From a purely practical perspective, cemeteries are a waste of resources. Often occupying prime plots of otherwise usable land, they are dotted with stones whose owners can’t properly appreciate them. But rightly considered, cemeteries and stones aren’t plotted and wrought for the benefit of their deceased inhabitants: virtually any place is a peaceful resting place when you’re dead. Instead, cemeteries are set down as both a comfort and reminder to the living: here’s where your loved ones have gone, and here’s where you too shall go. Thus the grim portent on a carved marker serves as a literal sermon in stone: above a winged angel balancing an hourglass on his head spans the exhortation “My glass is run & so must yours.” (For an enlarged detail from this stone, click here.) From this stonecutter’s perspective, the purpose of grief is to nudge mourners to consider the state of their own souls, not that of the dearly departed. Once you find yourself six feet under, it’s too late to repent and believe; contemplating someone else’s grave, though, you still have time to put your own spiritual house in order.
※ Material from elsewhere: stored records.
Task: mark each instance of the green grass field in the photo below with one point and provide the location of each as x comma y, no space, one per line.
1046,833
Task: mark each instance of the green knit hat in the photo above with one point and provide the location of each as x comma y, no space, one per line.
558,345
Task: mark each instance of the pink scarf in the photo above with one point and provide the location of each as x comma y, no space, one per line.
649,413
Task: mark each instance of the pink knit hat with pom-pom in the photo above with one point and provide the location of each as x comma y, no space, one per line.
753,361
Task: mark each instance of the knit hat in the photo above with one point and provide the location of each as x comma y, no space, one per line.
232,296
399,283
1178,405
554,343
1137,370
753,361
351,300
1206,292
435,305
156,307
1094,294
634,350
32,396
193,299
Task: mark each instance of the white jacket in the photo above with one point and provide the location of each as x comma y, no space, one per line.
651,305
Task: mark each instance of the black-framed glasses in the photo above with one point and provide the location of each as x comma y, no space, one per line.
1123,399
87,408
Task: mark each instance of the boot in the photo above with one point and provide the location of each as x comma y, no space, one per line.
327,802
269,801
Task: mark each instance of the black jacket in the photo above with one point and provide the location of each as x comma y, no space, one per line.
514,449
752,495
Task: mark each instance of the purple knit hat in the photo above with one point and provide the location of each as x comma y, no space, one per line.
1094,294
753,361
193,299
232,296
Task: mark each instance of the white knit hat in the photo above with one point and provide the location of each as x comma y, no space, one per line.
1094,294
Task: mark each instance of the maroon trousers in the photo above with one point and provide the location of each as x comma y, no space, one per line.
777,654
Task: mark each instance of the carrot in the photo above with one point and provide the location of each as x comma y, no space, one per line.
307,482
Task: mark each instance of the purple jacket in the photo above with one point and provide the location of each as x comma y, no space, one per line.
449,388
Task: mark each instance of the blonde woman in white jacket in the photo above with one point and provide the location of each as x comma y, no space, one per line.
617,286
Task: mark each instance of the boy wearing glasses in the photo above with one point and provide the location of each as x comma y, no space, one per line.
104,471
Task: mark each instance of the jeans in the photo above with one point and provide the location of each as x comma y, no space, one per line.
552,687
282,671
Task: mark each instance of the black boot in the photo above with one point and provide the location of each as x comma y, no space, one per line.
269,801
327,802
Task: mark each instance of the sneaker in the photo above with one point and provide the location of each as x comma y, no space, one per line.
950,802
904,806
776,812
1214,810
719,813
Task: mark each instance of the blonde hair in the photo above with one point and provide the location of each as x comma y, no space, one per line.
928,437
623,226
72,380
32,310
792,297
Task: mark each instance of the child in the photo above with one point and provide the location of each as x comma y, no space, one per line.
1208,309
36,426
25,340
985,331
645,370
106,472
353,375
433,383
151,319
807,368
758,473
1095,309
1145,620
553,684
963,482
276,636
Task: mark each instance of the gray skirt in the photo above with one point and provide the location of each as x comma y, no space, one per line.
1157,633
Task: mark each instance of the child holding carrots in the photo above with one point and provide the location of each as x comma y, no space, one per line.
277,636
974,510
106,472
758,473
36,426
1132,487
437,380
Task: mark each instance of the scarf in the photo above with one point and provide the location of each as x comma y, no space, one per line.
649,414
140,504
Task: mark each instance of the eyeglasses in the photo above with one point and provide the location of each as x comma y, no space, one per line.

Old Burying Ground, Jaffrey, NH

Jaffrey’s Old Burying Ground, like many old cemeteries, offers such a reminder of mortality, a memento mori, not merely via the manmade markers but through the natural landscape that surrounds those stones. Lying in the shadow of a meeting house built in 1775, the Old Burying Ground is bounded by stone walls and towering trees; even so, the passage of time is still perpetually apparent. Sprinkled amongst the tombstones are the stumps of massive trees felled to time, their trunks sawed clean but their roots intact. “Gone but not forgotten” these graying stubs seem to say; graves that were laid in the shade in days gone past are now subject to sun and storm. (For an enlarged version of this image, click here.) When grieving families selected to emblazon their loved ones’ graves with fingers pointing upward, they intended this as a spiritual lesson: our hopes lie above, in heaven. Today, though, these weathered digits point to leafy crowns that no longer spread across the New Hampshire sky: although longer-lived than humans, even trees pass the way of all flesh.